Brian Martin - Analyst
Okay. And what was the -- I don't know if you guys answered earlier, but just the cash on-hand at the parent. So at quarter-end, where was the cash at the parent? How much cash did you have on -- I guess --?
F. Morgan Gasior - Chairman, CEO and President
Right around $11 million.
Brian Martin - Analyst
On $11 million. Okay. Okay, I think that's most everything I've got. You know, the one thing you talked about, Morgan, in the past, and I don't know if you can elaborate any more, if you have any more color but -- you talked about your deposit product offerings relative to kind of Dodd-Frank. And is there any color you can give on what offerings you're thinking about or how that is going to change? You think that's going to change?
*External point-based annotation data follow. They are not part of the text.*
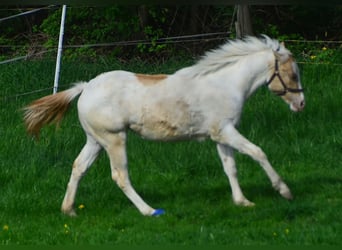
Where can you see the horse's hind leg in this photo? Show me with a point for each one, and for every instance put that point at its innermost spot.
(80, 166)
(116, 150)
(227, 157)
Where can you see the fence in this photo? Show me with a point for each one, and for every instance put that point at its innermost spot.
(166, 40)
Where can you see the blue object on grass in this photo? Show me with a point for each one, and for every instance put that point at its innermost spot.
(158, 212)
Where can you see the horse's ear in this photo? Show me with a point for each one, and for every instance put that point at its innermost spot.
(280, 57)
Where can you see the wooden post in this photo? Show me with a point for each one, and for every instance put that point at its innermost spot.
(243, 25)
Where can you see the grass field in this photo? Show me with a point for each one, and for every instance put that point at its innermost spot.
(184, 178)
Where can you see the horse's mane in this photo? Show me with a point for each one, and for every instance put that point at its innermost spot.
(232, 51)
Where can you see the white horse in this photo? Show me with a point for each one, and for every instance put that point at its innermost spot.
(201, 101)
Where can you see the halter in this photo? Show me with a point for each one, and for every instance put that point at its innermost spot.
(286, 89)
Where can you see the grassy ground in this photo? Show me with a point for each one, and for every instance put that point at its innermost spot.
(185, 178)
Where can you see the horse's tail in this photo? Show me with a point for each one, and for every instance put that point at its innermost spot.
(49, 109)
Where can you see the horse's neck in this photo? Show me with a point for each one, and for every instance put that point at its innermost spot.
(254, 71)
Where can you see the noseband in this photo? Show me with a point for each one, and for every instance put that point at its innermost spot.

F. Morgan Gasior - Chairman, CEO and President
I can provide a little on it. Things that have happened, things that haven't happened yet. We didn't have a great reliance on overdraft fees and overdraft products to begin with. So, the changes in Dodd-Frank that were related to that didn't affect us as much as other competitors. It wasn't something we were focused on in terms of customer acquisition or niche.
We're watching the larger competitors. And, obviously, we've seen Bank of America go through its gyrations on how they're pricing their product. We very much understand that we'll be the tail-end of that particular dog. And once they start stabilizing a little bit, we'll have a better sense of where we're going to go.
The -- we're still focused on gathering the small business deposits; Dodd-Frank didn't have a whole lot to do with that. Debit card revenues are still -- are stable. We'll see -- we don't really have a sense that the interchanges are going to migrate to the one bank rate. They seem to want to keep a dual structure. What merchants do in response to that could be a different story.
So, at the moment, not all of Dodd-Frank is fully implemented, for starters. Competitors, especially the really big ones, haven't fully settled on their products. So there's not been a lot of negative impact to Dodd-Frank yet. We're still waiting for things to settle down a little bit, and see if there's any competitive advantages that we can implement and exploit.
Brian Martin - Analyst
Okay. All right. I think you've answered most everything I've got. So I appreciate it. Thanks again for taking the questions.
F. Morgan Gasior - Chairman, CEO and President
Oh, our pleasure.
Operator
(Operator Instructions). There are no further questions at this time. I would now like to turn the call back over to Mr. Gasior for closing comments.
F. Morgan Gasior - Chairman, CEO and President
Well, we certainly appreciate everyone's interest and patience in the case of those who watched us go through these various events. We look forward to continuing to work with you going in the next quarter and the year to come. We're going to do our very best to get these results in line with your expectations and investment theses. We won't speak to you before the holidays, so we wish you a very good holiday season, and we look forward to seeing you in 2012. Thank you.